The ribbons on my Apogee Duetta Signatures are foil on Kapton. I wanted to experiment a little with both foil and aluminum Metalitized Mylar.
I do not remember my TIVa tweeter ribbons being that narrow (5/32") 
So I took the wifes spaghetti machine and inserted a 5' wide standard aluminum foil, and it came out at a perfect 1/2" wide. I then used a pleaster the wife got for me from Michaels crafts. It puts nice clean pleats on the Aluminum strip. I made two 40" long in series, and clamped them into an Apogee Caliper tweeter magent assembly in series. The resistance laying down was 19 ohms, standing up straight was around 8 ohms. I did not tension teh ribbons, just snug. Put a ramshakle crossover I slapped together for my TIVas, (2nd order two caps, two inductors) with a xover point at around 150hz (I know, too much for the ribbons  just was too lazy to look for a higher value series High Pass cap) and it sounded impressive... The ribbons danced around a little too much on high volume (all the while being careful not to have the two ribbons touch, shorting out the amp).

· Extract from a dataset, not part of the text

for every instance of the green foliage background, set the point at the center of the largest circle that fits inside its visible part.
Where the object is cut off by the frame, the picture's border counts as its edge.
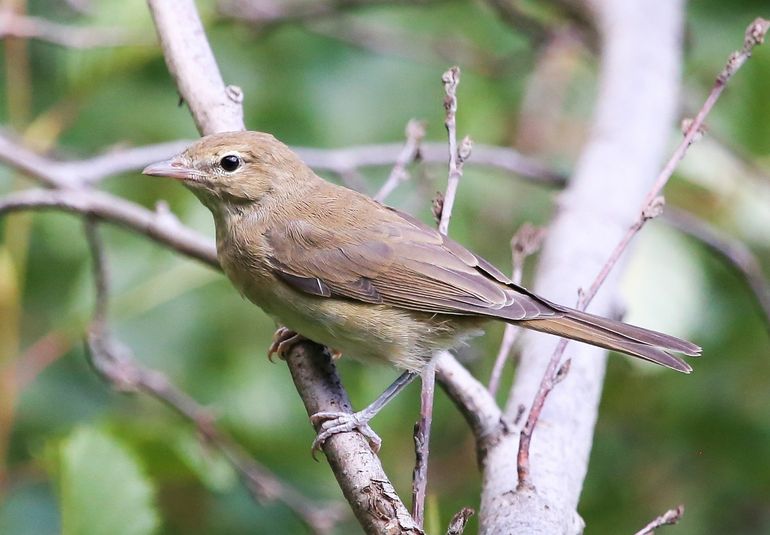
(79, 454)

For a first pass proof of concept, it was great. I will experiment with putting these two ribbons in parallel and if needed a series resistor to get at least 3 ohm, and put a higher xover HP cap for a xover of 500  600hz and see how she sounds. So in short, stock Reynolds kitchen foil (.00064" thk  16 micron) , a spaghetti machine and a $12 pleater. Pics later. I love this stuff.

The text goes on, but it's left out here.